Alterations in histone modifications have been reported to be related to tumorigenicity and tumor progression. However, whether histone modification can aid the classification of patients or influence clinical behavior in patients with colon cancer remains unclear. Therefore, this study aimed to evaluate histone modifier expression patterns using the unsupervised clustering of the transcriptomic expressions of 88 histone acetylation and methylation regulators.

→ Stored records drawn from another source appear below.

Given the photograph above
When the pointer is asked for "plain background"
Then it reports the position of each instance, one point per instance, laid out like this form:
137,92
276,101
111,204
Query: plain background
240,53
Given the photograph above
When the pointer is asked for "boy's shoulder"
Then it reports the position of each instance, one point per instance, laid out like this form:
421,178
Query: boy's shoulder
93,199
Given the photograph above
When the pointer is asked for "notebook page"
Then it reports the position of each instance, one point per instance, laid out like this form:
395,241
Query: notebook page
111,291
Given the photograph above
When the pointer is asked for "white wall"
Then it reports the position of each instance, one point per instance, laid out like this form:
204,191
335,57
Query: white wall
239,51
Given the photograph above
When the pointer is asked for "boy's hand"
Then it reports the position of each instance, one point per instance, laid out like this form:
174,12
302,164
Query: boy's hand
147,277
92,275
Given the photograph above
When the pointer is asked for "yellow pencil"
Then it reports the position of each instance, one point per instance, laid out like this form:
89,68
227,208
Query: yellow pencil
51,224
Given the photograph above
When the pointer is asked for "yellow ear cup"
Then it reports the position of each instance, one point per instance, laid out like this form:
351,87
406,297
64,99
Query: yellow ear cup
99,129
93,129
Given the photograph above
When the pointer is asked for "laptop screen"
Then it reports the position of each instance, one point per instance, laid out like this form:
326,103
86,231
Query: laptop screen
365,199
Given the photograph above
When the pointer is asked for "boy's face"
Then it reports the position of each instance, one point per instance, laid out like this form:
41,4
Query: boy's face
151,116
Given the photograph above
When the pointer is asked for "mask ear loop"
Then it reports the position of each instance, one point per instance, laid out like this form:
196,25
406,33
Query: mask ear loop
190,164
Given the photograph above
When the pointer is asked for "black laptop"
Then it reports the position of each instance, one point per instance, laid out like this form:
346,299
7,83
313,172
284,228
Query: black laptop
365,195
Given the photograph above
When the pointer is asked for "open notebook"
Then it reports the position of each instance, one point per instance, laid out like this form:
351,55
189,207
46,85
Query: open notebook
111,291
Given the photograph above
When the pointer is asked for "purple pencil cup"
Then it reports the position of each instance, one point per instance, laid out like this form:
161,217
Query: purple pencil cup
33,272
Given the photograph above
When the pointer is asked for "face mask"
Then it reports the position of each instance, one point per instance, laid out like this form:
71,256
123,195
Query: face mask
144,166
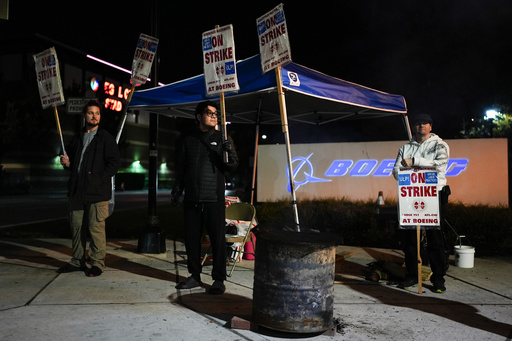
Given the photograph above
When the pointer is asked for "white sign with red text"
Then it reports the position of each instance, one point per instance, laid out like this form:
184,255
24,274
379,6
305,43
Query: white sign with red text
143,59
219,60
418,200
273,39
48,78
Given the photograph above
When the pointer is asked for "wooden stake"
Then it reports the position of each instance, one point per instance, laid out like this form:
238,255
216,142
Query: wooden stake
60,130
418,242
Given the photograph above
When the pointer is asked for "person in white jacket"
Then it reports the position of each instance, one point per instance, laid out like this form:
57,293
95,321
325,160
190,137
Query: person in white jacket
426,149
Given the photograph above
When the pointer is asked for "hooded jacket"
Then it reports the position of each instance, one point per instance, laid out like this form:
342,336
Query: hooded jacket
99,164
433,152
200,170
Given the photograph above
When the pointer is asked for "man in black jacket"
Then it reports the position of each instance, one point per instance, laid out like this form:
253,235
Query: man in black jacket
200,170
93,159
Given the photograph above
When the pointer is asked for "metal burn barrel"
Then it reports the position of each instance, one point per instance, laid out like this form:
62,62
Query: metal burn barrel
293,281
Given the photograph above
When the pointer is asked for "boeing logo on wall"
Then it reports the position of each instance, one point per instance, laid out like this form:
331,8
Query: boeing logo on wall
359,168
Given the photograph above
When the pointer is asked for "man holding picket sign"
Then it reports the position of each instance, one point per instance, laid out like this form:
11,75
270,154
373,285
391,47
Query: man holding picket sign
203,158
420,168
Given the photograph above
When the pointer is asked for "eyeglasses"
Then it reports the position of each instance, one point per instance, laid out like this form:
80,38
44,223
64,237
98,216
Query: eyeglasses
211,113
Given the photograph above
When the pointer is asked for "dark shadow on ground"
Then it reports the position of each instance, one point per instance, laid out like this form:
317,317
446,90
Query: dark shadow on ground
458,312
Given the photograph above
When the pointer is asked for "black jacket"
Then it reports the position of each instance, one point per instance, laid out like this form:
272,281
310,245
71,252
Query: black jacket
100,163
200,169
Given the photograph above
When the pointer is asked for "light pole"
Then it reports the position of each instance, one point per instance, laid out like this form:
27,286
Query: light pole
490,115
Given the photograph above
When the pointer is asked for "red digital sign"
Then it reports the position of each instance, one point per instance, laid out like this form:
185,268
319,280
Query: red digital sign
116,95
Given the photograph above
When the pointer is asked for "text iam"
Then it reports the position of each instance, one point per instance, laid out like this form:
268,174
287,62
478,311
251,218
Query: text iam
144,55
415,191
218,55
46,74
273,34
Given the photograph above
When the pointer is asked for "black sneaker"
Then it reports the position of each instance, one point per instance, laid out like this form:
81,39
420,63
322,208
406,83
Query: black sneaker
189,283
439,288
94,271
408,283
217,288
70,268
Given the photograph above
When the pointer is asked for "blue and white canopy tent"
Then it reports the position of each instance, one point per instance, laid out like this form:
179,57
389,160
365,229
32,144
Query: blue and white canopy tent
311,98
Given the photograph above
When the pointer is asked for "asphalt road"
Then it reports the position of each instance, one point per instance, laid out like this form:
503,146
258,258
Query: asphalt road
24,209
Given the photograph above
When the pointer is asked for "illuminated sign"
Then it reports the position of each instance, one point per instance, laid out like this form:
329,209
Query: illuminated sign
359,168
117,95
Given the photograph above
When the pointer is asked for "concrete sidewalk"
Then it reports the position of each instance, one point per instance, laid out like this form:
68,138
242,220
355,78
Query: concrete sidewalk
135,299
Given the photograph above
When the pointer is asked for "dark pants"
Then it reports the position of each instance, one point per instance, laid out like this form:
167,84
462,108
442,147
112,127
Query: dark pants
436,246
212,216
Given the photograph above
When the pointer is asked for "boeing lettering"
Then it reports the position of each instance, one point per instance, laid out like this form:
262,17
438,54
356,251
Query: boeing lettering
360,168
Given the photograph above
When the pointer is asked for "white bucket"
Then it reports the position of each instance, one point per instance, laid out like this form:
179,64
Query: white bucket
464,256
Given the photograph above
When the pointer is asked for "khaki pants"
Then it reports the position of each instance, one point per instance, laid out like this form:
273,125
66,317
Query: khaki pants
83,217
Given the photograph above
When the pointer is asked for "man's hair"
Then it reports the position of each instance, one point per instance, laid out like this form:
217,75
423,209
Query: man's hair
203,105
91,103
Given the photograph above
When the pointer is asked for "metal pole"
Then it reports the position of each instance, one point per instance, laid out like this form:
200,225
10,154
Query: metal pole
284,123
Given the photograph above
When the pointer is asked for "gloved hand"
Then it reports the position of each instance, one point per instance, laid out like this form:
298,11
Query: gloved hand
175,196
226,145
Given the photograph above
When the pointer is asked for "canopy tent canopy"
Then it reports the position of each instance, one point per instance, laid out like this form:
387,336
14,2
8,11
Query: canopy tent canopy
311,97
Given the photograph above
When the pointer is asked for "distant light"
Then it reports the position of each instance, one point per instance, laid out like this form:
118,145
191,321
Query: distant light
491,114
115,66
94,84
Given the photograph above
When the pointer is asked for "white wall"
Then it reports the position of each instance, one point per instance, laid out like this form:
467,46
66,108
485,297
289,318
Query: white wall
358,171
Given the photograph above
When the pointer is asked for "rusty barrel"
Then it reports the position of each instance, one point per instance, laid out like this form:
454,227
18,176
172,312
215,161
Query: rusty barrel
293,281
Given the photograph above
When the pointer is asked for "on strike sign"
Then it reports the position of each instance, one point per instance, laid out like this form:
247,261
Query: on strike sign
48,78
219,60
143,59
418,199
273,37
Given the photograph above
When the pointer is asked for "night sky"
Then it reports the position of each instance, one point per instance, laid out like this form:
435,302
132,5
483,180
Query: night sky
450,59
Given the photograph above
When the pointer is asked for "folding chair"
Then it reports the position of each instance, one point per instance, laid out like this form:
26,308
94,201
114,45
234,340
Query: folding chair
239,213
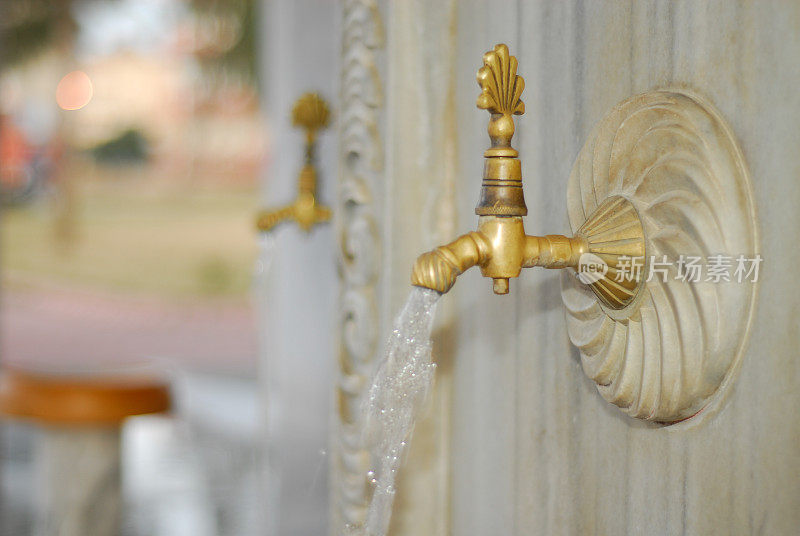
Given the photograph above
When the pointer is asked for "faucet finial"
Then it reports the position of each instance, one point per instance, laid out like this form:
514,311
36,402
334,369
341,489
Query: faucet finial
501,89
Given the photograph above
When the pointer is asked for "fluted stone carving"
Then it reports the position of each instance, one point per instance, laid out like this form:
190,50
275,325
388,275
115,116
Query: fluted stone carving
664,357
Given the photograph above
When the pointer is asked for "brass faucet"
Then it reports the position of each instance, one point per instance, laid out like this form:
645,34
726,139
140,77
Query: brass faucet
613,234
311,113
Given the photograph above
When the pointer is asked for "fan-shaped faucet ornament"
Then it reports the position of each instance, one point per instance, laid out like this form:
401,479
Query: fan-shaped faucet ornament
660,176
311,113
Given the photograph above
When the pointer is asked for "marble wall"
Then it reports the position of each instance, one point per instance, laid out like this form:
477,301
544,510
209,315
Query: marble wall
518,440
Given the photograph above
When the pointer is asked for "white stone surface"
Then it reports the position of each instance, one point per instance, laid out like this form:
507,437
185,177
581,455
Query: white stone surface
532,447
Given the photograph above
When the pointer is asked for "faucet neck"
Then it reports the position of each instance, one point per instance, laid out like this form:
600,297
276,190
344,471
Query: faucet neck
501,190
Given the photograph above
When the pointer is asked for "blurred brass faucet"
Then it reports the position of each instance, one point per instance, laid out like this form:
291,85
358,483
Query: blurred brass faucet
311,113
500,246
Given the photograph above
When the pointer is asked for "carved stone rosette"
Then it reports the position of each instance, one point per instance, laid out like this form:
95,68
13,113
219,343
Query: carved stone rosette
359,252
665,356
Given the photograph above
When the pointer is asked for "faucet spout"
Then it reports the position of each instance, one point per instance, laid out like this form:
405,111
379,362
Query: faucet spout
439,268
311,113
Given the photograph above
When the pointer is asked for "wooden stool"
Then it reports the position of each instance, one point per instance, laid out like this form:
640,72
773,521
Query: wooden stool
79,456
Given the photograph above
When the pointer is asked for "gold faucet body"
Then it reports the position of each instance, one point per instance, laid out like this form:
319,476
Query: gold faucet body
311,113
500,247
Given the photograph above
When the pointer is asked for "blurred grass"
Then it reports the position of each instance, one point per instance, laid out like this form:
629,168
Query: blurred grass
136,232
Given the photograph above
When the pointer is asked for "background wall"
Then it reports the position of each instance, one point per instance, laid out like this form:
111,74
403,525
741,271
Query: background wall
298,283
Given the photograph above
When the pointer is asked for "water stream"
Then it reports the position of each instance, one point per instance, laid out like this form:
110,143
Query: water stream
398,393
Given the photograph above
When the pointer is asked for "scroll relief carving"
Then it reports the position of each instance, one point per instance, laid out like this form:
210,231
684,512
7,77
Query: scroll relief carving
666,356
361,160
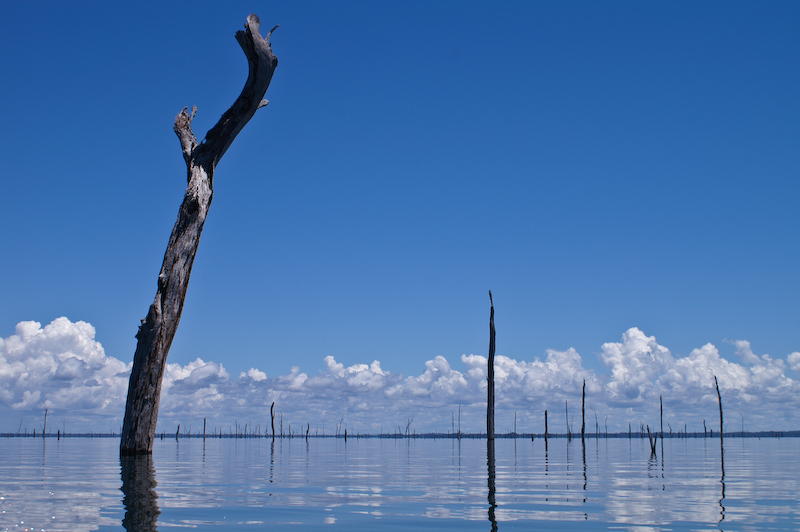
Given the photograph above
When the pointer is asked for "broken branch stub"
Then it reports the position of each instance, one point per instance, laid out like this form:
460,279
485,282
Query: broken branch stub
158,328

In this study, by consensus clustering analysis based on the transcriptome data of 88 histone modification regulators, we identified four distinct expression patterns of histone modifiers associated with different prognoses, intrinsic fluorouracil sensitivities, biological pathways, and tumor microenvironment characteristics among 1372 colon cancer samples. In these four clusters, the HMC4 cluster represented a stroma activation phenotype characterized by both the worst prognosis and lowest response rates to fluorouracil treatment. Then, we established a scoring scheme comprising 155 genes designated as "HM_score" by using the Boruta algorithm to distinguish colon cancer patients within the HMC4 cluster. Patients with a high HM_score were considered to have high stromal pathway activation, high stromal fraction, and an unfavorable prognosis. Further analyses indicated that a high HM_score also correlated with reduced therapeutic benefits from fluorouracil chemotherapy. Moreover, through CRISPR library screening, ZEB2 was found to be a critical driver gene that mediates fluorouracil resistance, which is associated with histone modifier expression patterns.
This study highlights that characterizing histone modifier expression patterns may help better understand the epigenetic mechanisms underlying tumor heterogeneity in patients with colon cancer and provide more personalized therapeutic strategies.
组蛋白修饰的改变与肿瘤发生和肿瘤进展有关。然而,组蛋白修饰是否可以辅助患者分类或影响结肠癌患者的临床行为尚不清楚。因此,本研究旨在通过对 88 个组蛋白乙酰化和甲基化调节剂的转录组表达进行无监督聚类,评估组蛋白修饰剂的表达模式。
在本研究中,通过基于 88 个组蛋白修饰调节剂转录组数据的共识聚类分析,我们在 1372 个结肠癌样本中发现了与不同预后、内在氟尿嘧啶敏感性、生物学途径和肿瘤微环境特征相关的四种不同组蛋白修饰表达模式。在这四个聚类中,HMC4 聚类代表了一种基质激活表型,其特征是预后最差和对氟尿嘧啶治疗的反应率最低。然后,我们使用 Boruta 算法建立了一个包含 155 个基因的评分方案,命名为“HM_score”,以区分 HMC4 聚类中的结肠癌患者。HM_score 较高的患者被认为具有高基质途径激活、高基质分数和不良预后。进一步的分析表明,HM_score 较高还与氟尿嘧啶化疗获益减少相关。此外,通过 CRISPR 文库筛选,发现 ZEB2 是一种关键的驱动基因,它介导了与组蛋白修饰模式相关的氟尿嘧啶耐药性。
本研究强调,描述组蛋白修饰表达模式可以帮助更好地理解结肠癌患者肿瘤异质性的表观遗传机制,并提供更个性化的治疗策略。